Une homélie de fr. Pierre de Béthune
Le jeudi saint est une fête de lumière, du moins au début.
Nous sommes rassemblés autour d'une table de fête, bien décorée avec des fleurs et des bougies, et nous chantons... Mais c'est pour nous entendre redire les exigences énormes de notre vie chrétienne : « aimer jusqu'au bout », consentir aux services les plus humiliants, comme le lavement des pieds, et puis donner, perdre sa vie, une vie rompue comme un pain... Oui, en cette belle fête, nous sommes mis au défi d'aller jusqu'au bout de ces grandes exigences.
Mes frères, mes sœurs, comment pouvons-nous vivre en toute sincérité cette célébration ? Célébrer, oui, c'est bien, mais nous risquons toujours de rester au niveau rituel qui est aussi un peu virtuel.
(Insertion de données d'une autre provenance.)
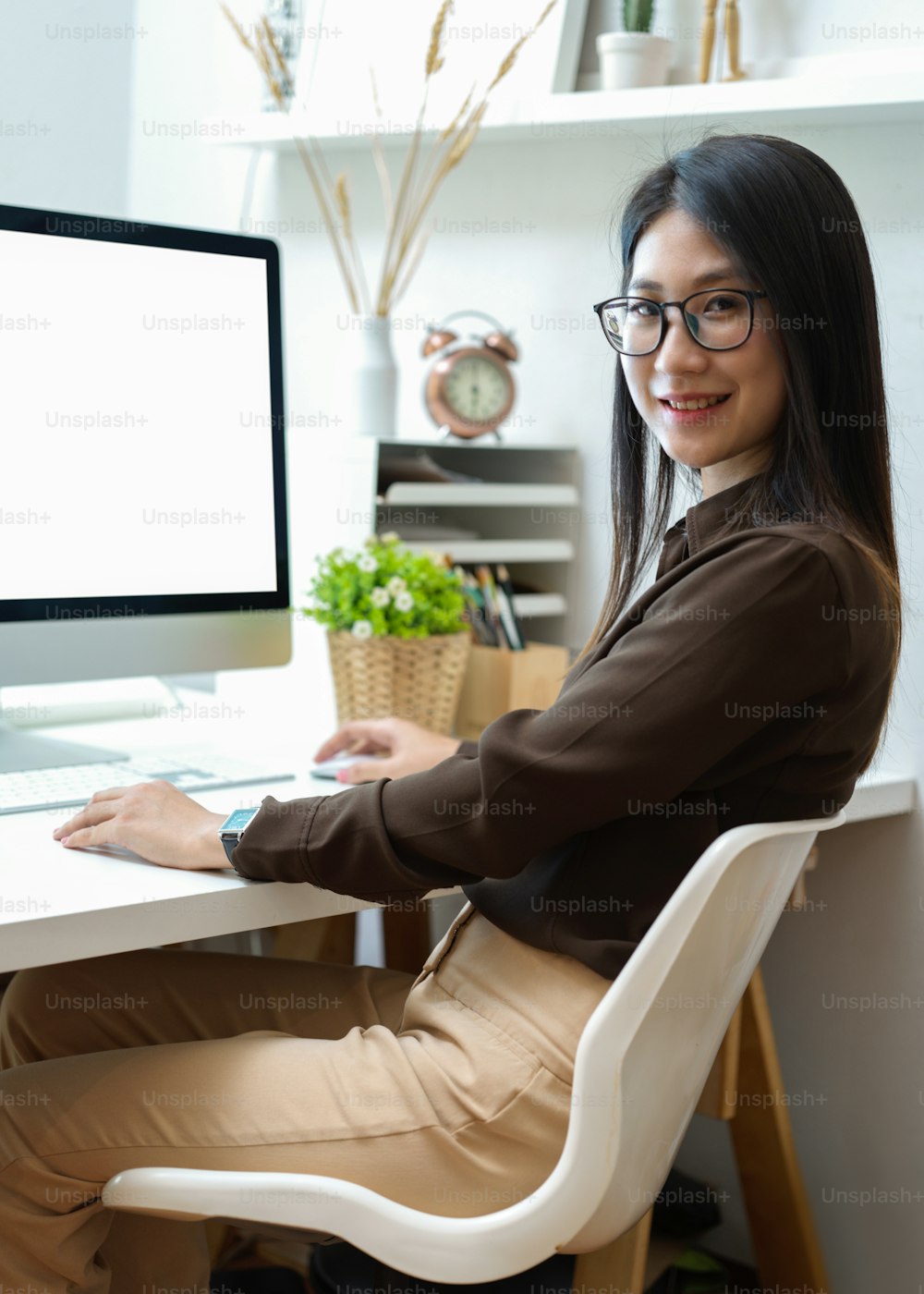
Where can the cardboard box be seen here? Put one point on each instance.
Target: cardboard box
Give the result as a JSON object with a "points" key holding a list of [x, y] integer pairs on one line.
{"points": [[498, 679]]}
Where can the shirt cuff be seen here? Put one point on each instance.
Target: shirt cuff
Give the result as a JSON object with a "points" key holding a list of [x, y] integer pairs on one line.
{"points": [[274, 845]]}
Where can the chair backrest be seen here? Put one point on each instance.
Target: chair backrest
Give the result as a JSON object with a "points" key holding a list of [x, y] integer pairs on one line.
{"points": [[647, 1050], [640, 1064]]}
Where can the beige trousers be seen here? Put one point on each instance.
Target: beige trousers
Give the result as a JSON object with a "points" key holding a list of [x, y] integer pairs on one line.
{"points": [[448, 1091]]}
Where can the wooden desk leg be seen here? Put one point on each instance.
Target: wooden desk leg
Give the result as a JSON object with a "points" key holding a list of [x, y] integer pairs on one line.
{"points": [[407, 937], [619, 1265], [782, 1227]]}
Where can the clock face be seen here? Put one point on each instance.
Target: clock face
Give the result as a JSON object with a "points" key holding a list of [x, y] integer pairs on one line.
{"points": [[477, 390]]}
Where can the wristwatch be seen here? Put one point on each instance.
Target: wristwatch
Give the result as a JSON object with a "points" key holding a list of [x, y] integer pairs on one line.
{"points": [[232, 828]]}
Si nous voulons vraiment entendre ces lectures, les mettre en œuvre dans notre vie concrète, nous risquons d'être un peu désemparés. L'appel reçu de ces textes fondamentaux et l'exigence des gestes dont nous sommes les témoins nous dépassent tellement que nous en éprouvons un réel malaise. La 'peineuse semaine', comme on désigne, parait-il, la semaine sainte au pays de Liège, est une épreuve, parce qu'elle nous fait bien mesurer notre incapacité à vraiment accomplir l'Évangile. Des exigences exorbitantes résonnent à nos oreilles : 'servir comme un esclave' : n'est-ce pas dégradant ? et 'devoir se sacrifier', c'est révoltant.
Pour échapper au tranchant de ces appels, nous préférons nous en tenir aux 'valeurs évangéliques'. Ils sont nombreux aujourd'hui, ceux qui ne veulent plus qu'on leur parle de l'église, de la liturgie, de la dévotion au Seigneur Jésus, mais qui se veulent toujours inspirés par les 'valeurs évangéliques'. Il est vrai que certaines de ces valeurs imprègnent déjà notre société, et c'est heureux. Mais ces valeurs, ainsi isolées, peuvent-elles mobiliser toutes nos forces ? Je crains que les seules valeurs ou attitudes évangéliques, vécues sans référence au mystère de Jésus, risquent de ne pas pouvoir s'épanouir, comme des plantes privées de soleil et qui s'étiolent au fond d'un couloir. Il ne faudrait jamais oublier qu'il y a là, dans ces paroles fortes, des appels du Seigneur Jésus lui-même, adressés à chacun, chacune de nous, à chaque communauté.
C'est ce que la liturgie de ce jeudi saint vient opportunément nous rappeler. Et cela de deux manières.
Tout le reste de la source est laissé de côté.